Aquele rapaz não sabia ler. Era
um analfabeto... Na
ocasião, dei‑me conta de que não conhecera ainda ninguém como ele, um exemplar
de uma espécie em vias de extinção...”
O
intelectual austríaco,
senhor de um saber espalhado e reconhecido pelo mundo, sentiu-se chocado ao
constatar que em algum lugar do mundo, ainda tinha gente que não sabia ler,
gente que se encontrava fora do processo civilizatório. Subtraíram daquele
homem o direito de ter acesso ao mundo. “Efectivamente, graças ao
livro, ninguém está mais inteiramente isolado e enclausurado no seu próprio
campo visual, podendo antes participar em todos os acontecimentos presentes e
passados, em tudo o que a inteira Humanidade pensou e sentiu. Todos ou quase todos os
movimentos de ideias do nosso tempo têm a sua base no livro, e aquela
configuração partilhada da vida que está acima do plano material e a que damos
o nome de cultura seria impensável sem a presença dele”
(Stefan Zweig).
Aqueles
professores/alunos não conheciam Milton Santos? Que triste! Em relação à
Geografia, estavam fora do processo civilizatório. Encontravam-se prisioneiros
de sombras, ainda não tinham contemplado o sol. Naquele momento, resolvi tomar uma
providência. Não poderia, depois de ouvir o que ouvir, silenciar-me, fazendo-me
cúmplice de tão grande pecado acadêmico. Usei as armas que tinha, para combater
o monstro da ignorância – ignorância aqui, não em seu sentido pejorativo, mas
no sentido daquele que ignora. A turma tinha trinta alunos.
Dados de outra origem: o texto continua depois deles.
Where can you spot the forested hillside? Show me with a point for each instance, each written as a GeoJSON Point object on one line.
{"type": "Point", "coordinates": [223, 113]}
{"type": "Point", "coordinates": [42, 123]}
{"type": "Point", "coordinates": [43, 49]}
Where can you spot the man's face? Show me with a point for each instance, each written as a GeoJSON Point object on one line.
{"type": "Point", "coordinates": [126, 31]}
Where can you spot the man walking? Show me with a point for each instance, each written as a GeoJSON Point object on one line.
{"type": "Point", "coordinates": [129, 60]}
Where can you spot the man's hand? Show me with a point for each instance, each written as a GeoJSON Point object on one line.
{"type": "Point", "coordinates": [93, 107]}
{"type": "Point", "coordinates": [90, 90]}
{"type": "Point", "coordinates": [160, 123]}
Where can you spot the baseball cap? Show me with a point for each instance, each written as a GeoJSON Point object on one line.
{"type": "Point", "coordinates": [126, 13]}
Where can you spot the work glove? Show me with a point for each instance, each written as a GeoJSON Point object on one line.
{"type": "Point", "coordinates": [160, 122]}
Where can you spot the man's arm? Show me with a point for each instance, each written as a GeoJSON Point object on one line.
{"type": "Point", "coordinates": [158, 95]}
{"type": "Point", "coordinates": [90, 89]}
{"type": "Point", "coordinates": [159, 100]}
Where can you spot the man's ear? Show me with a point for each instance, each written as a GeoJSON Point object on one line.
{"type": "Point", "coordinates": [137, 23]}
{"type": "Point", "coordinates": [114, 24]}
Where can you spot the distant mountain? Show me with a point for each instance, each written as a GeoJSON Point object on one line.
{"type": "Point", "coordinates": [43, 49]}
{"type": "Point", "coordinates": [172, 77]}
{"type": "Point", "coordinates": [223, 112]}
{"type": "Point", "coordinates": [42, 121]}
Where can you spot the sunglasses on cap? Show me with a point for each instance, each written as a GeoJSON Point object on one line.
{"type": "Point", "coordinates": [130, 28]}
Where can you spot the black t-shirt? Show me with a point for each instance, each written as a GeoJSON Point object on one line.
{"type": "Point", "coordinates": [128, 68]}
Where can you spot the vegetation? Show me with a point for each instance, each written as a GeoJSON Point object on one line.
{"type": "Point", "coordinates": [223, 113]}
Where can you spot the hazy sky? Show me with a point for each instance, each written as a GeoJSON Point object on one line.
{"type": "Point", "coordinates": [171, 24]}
Negociei com
os pontos que tinha na minha algibeira. Falei para ele, o seguinte: - Para cada
livro – livro físico, claro! - de Milton Santos comprados e apresentados, o
aluno terá um (1,0) ponto de bonificação, sendo que a totalidade dos pontos não
poderia ultrapassar três (3,0) pontos, ficando o aluno com a responsabilidade
de, no final do semestre, apresentar para a turma um breve resumo do livro
lido. Foi o que aconteceu. O final foi uma festa. Para minha surpresa, todos
estavam amando Milton Santos. Claro, era um amor infantil, amavam, amavam...,
sem ainda conhecer as dores do amor.
Nos
separamos. Não sei os caminhos que eles tomaram, nem para onde levaram o seu
canto... Bem, isso pouco importa... Já me dou por realizado se um dia qualquer,
dando aulas de Geografia, um daqueles professores/alunos, perguntar aos seus
alunos: - Vocês conhecem Milton Santos?